Indeed, at the weekend, there it was again, the jacket worn off-

centre, so to speak, not as a garment but as part of summit body language. The effect, however, was hardly what Sinatra would have called hip. But, not far from Birmingham, and out through the grand entrance of a

seventeenth-century mansion at Weston Park, the G8 gang streamed into the sunshine, each power leader fully jacketed, except one. As if to call attention to his serious insistence on informality, the British Prime Minister was in his shirt sleeves, jacket dangling from his right shoulder in improbable crooner mode. The hand of history was obviously occupied elsewhere, because it certainly wasn't helping our man on with his coat.

Keen summit-watchers also noted that Tony Blair's jacket was pigeon-coloured, as indeed were the trousers which accompanied it; a dove-ish hue in contrast to the hawk-like pitch of Clinton and Co, whose blazers suggested they were old-timers at a middle England bowls convention.

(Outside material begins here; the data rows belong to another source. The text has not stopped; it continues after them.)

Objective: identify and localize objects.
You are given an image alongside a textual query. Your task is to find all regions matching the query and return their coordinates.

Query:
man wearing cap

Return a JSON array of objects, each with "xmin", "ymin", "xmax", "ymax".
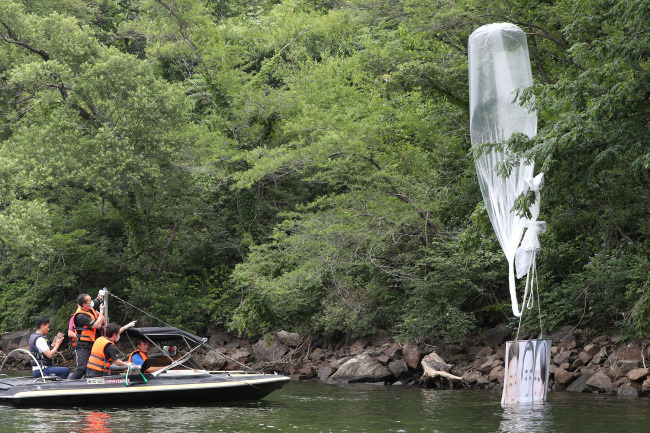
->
[
  {"xmin": 128, "ymin": 337, "xmax": 165, "ymax": 373},
  {"xmin": 29, "ymin": 316, "xmax": 70, "ymax": 379}
]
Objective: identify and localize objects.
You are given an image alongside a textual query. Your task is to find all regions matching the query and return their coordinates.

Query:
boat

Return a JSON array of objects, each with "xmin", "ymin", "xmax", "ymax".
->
[{"xmin": 0, "ymin": 327, "xmax": 290, "ymax": 407}]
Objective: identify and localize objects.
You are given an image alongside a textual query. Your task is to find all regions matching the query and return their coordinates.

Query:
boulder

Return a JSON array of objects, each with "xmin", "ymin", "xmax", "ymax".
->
[
  {"xmin": 641, "ymin": 377, "xmax": 650, "ymax": 394},
  {"xmin": 585, "ymin": 370, "xmax": 612, "ymax": 392},
  {"xmin": 555, "ymin": 371, "xmax": 594, "ymax": 392},
  {"xmin": 350, "ymin": 340, "xmax": 370, "ymax": 355},
  {"xmin": 422, "ymin": 352, "xmax": 451, "ymax": 373},
  {"xmin": 625, "ymin": 368, "xmax": 649, "ymax": 381},
  {"xmin": 488, "ymin": 365, "xmax": 506, "ymax": 383},
  {"xmin": 578, "ymin": 350, "xmax": 593, "ymax": 365},
  {"xmin": 553, "ymin": 350, "xmax": 571, "ymax": 365},
  {"xmin": 327, "ymin": 354, "xmax": 393, "ymax": 383},
  {"xmin": 611, "ymin": 361, "xmax": 641, "ymax": 379},
  {"xmin": 591, "ymin": 347, "xmax": 607, "ymax": 364},
  {"xmin": 481, "ymin": 323, "xmax": 510, "ymax": 347},
  {"xmin": 208, "ymin": 332, "xmax": 233, "ymax": 349},
  {"xmin": 616, "ymin": 383, "xmax": 639, "ymax": 397},
  {"xmin": 298, "ymin": 364, "xmax": 316, "ymax": 380},
  {"xmin": 582, "ymin": 343, "xmax": 600, "ymax": 357},
  {"xmin": 388, "ymin": 359, "xmax": 410, "ymax": 380},
  {"xmin": 402, "ymin": 343, "xmax": 425, "ymax": 370},
  {"xmin": 203, "ymin": 350, "xmax": 228, "ymax": 370},
  {"xmin": 252, "ymin": 340, "xmax": 289, "ymax": 362},
  {"xmin": 615, "ymin": 344, "xmax": 642, "ymax": 362},
  {"xmin": 275, "ymin": 331, "xmax": 302, "ymax": 347},
  {"xmin": 463, "ymin": 370, "xmax": 490, "ymax": 386},
  {"xmin": 0, "ymin": 329, "xmax": 35, "ymax": 354},
  {"xmin": 318, "ymin": 365, "xmax": 336, "ymax": 382},
  {"xmin": 309, "ymin": 347, "xmax": 325, "ymax": 362},
  {"xmin": 551, "ymin": 325, "xmax": 575, "ymax": 344},
  {"xmin": 554, "ymin": 367, "xmax": 577, "ymax": 385}
]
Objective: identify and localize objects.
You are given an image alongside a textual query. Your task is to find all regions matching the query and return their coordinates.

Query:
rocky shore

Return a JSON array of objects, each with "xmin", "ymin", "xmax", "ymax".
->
[{"xmin": 0, "ymin": 325, "xmax": 650, "ymax": 397}]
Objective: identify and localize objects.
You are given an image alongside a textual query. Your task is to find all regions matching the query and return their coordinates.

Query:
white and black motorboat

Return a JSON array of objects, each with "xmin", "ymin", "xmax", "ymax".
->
[{"xmin": 0, "ymin": 327, "xmax": 290, "ymax": 407}]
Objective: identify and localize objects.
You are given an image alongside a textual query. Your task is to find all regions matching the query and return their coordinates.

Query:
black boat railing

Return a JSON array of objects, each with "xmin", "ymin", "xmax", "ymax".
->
[{"xmin": 0, "ymin": 349, "xmax": 49, "ymax": 383}]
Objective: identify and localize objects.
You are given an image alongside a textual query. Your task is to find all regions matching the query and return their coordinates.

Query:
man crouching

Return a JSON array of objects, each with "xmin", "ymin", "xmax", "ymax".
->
[{"xmin": 86, "ymin": 323, "xmax": 130, "ymax": 377}]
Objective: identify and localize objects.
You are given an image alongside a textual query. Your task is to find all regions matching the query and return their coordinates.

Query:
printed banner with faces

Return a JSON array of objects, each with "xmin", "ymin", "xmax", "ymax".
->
[{"xmin": 501, "ymin": 340, "xmax": 551, "ymax": 404}]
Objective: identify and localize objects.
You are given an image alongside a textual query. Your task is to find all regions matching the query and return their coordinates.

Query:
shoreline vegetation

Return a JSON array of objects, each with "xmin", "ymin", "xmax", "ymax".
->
[
  {"xmin": 0, "ymin": 0, "xmax": 650, "ymax": 372},
  {"xmin": 0, "ymin": 326, "xmax": 650, "ymax": 397}
]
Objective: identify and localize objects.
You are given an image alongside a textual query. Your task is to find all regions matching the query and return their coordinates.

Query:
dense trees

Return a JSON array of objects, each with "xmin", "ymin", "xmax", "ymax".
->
[{"xmin": 0, "ymin": 0, "xmax": 650, "ymax": 338}]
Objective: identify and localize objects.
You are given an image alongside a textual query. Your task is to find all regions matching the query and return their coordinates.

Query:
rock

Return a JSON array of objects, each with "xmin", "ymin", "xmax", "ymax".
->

There were some other idiosyncratic touches, though: true to his country's feeling for hierarchy, Japan's Ryutaro Hashimoto was badged-up with a rather superior star-burst pattern while Canada's Jean Chretien en-gaged in the contrary fashion rite of wearing his jacket with a sweatshirt actually on top. And in one more gesture to leisure the ties were off, yet somehow the effect was more stuffed-shirtish than if they'd stayed on. It's something to do with this habit of leaving only the top shirt button unfastened. Now, in global leaders we don't want the naffness of a Tom Jones cleavage, but one loosened neck button

does not a summer make: the result is tepid, weedy, even priggish.

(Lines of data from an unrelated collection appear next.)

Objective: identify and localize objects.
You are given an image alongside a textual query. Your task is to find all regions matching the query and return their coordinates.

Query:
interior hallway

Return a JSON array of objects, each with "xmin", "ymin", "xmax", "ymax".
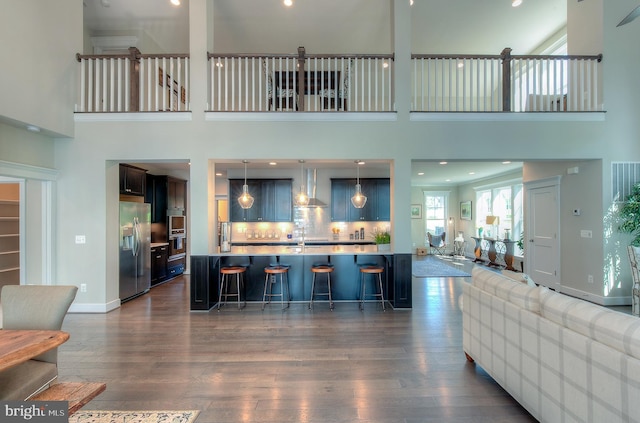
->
[{"xmin": 59, "ymin": 261, "xmax": 535, "ymax": 423}]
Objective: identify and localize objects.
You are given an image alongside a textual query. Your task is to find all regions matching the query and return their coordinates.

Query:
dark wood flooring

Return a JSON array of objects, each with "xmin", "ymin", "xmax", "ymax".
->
[{"xmin": 59, "ymin": 261, "xmax": 535, "ymax": 423}]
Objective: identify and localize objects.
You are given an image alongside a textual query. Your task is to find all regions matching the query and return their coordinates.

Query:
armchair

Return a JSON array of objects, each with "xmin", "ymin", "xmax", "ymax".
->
[
  {"xmin": 0, "ymin": 285, "xmax": 78, "ymax": 401},
  {"xmin": 427, "ymin": 232, "xmax": 447, "ymax": 255}
]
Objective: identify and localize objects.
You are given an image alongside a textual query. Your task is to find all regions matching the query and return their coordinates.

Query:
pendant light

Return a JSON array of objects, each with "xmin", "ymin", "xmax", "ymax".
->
[
  {"xmin": 294, "ymin": 160, "xmax": 309, "ymax": 207},
  {"xmin": 351, "ymin": 160, "xmax": 367, "ymax": 209},
  {"xmin": 238, "ymin": 160, "xmax": 253, "ymax": 209}
]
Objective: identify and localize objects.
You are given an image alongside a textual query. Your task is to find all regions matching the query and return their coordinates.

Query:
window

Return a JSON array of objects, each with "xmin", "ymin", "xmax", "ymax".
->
[{"xmin": 424, "ymin": 191, "xmax": 449, "ymax": 236}]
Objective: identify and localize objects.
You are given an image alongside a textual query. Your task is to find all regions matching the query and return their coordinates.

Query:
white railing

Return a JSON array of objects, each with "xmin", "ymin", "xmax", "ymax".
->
[
  {"xmin": 207, "ymin": 48, "xmax": 394, "ymax": 112},
  {"xmin": 411, "ymin": 49, "xmax": 602, "ymax": 112},
  {"xmin": 76, "ymin": 49, "xmax": 189, "ymax": 113}
]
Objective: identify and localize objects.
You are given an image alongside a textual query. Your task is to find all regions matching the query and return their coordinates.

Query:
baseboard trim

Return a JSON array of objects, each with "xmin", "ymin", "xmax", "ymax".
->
[{"xmin": 69, "ymin": 299, "xmax": 120, "ymax": 313}]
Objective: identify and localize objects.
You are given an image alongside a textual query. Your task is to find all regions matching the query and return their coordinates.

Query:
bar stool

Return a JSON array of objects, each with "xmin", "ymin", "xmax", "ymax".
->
[
  {"xmin": 262, "ymin": 265, "xmax": 291, "ymax": 310},
  {"xmin": 218, "ymin": 266, "xmax": 247, "ymax": 311},
  {"xmin": 309, "ymin": 264, "xmax": 333, "ymax": 310},
  {"xmin": 360, "ymin": 266, "xmax": 386, "ymax": 311}
]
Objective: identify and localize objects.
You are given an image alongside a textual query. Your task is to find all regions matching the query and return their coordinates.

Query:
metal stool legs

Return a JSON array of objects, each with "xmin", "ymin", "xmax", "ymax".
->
[
  {"xmin": 309, "ymin": 266, "xmax": 333, "ymax": 311},
  {"xmin": 218, "ymin": 267, "xmax": 246, "ymax": 311},
  {"xmin": 262, "ymin": 266, "xmax": 291, "ymax": 310},
  {"xmin": 360, "ymin": 266, "xmax": 386, "ymax": 311}
]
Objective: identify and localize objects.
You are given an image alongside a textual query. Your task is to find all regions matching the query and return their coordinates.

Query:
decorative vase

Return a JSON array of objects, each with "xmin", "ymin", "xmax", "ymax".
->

But does any of this really

matter? Well, since artifice has come to rule political demeanour, the carefully packaged persona of today's politician resembles nothing so much as the care-fully packaged persona of a film star. Confronted by the universal gaze, no public figure can afford to look tacky because that implies an insult to the audience, and while aides may ensure against the broken zip or the ignominy of a dandruff build-up on a dark lapel, it's still a taxing business maintaining panache when the staff have retreated to press the second or third jacket of the day, and all around the world thunders in chaos.

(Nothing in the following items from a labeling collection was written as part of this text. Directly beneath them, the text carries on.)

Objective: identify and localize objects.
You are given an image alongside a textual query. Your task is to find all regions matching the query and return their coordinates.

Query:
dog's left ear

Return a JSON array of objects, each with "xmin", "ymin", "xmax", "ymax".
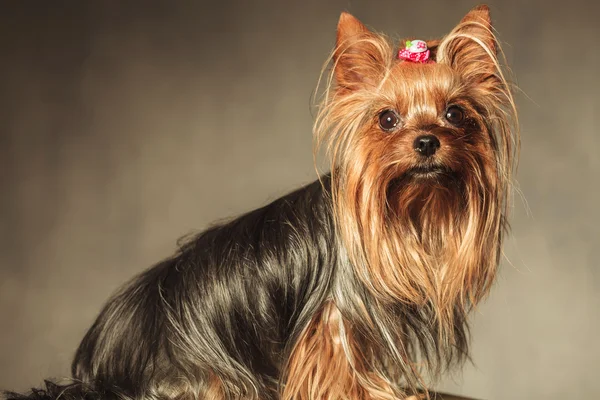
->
[
  {"xmin": 436, "ymin": 5, "xmax": 498, "ymax": 84},
  {"xmin": 333, "ymin": 12, "xmax": 392, "ymax": 91}
]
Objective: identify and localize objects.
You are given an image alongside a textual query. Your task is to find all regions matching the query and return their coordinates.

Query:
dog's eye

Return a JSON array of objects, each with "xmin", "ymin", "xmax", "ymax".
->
[
  {"xmin": 379, "ymin": 110, "xmax": 400, "ymax": 131},
  {"xmin": 446, "ymin": 106, "xmax": 465, "ymax": 125}
]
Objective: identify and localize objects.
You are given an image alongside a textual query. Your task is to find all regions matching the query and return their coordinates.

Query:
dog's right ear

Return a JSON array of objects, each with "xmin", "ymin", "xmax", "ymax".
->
[{"xmin": 333, "ymin": 12, "xmax": 391, "ymax": 91}]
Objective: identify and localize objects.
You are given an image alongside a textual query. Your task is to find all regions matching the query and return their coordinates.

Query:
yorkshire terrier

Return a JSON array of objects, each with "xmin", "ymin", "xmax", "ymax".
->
[{"xmin": 7, "ymin": 6, "xmax": 519, "ymax": 400}]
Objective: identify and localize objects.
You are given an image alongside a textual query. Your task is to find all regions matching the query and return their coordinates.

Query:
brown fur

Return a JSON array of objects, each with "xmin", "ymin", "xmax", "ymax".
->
[{"xmin": 283, "ymin": 6, "xmax": 518, "ymax": 400}]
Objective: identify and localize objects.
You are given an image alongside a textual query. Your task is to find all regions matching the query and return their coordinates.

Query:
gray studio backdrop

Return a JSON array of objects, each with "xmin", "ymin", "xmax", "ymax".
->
[{"xmin": 0, "ymin": 0, "xmax": 600, "ymax": 400}]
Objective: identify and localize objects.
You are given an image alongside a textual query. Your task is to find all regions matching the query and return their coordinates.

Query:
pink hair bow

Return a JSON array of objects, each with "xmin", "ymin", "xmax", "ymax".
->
[{"xmin": 398, "ymin": 40, "xmax": 431, "ymax": 63}]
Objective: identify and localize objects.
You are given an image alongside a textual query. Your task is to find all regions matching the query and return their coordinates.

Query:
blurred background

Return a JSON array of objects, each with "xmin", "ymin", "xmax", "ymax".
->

In terms of jacket clout, of course, Margaret Thatcher remains the most obvious contemporary example. On that first televised day of the

opening of Parliament in 1989, she appeared, within four hours, in not one power jacket but two of identical imperial blue.

The first, her House of Lords number, displayed crystal buttons large enough to take some of the shine off the Monarch's crown; the second was cut with the kind of pushy revers the former Prime Minister deemed necessary for dispatch box confrontation.

Sinatra aside, the greatest exponents of the upturned collar were undoubtedly Robert Mitchum, Humphrey Bogart, Katharine Hepburn, and Elvis Presley. Today David Bowie, Jeremy Irons, and Alastair Campbell are fairly skilled practitioners, while at rainy horse events, the Queen appears with collar idly upstanding, just as Clare Short does everywhere else.

So far, though, it's a look which has totally escaped the boy scout fervour of William Hague. But the strolling jackets of the G8 crowd failed because they simply didn't look off-duty enough for a weekend at this time of year. A summer

jacket should be fun, carelessly crumpled and worn for the easy amusement of those little crackpot debates we hold with ourselves about whether a hand in a pocket with the thumb left outside is more Prince of Wales than Denis Skinner. Still, Labour's leap towards the glamour stakes is fascinating to behold. In America, People magazine has actually listed Britain's Prime Minister as one of the 50 most beautiful people in the world. Blair ranks alongside Leonardo DiCaprio, Matt Damon, and Tom Selleck, and is the only politician to have made the grade. ''We should have him cloned,'' says the fashion designer, Diane Von Furstenberg. And now we know the sartorial chaos of Michael Foot's old donkey jacket is as redundant as a pit-head.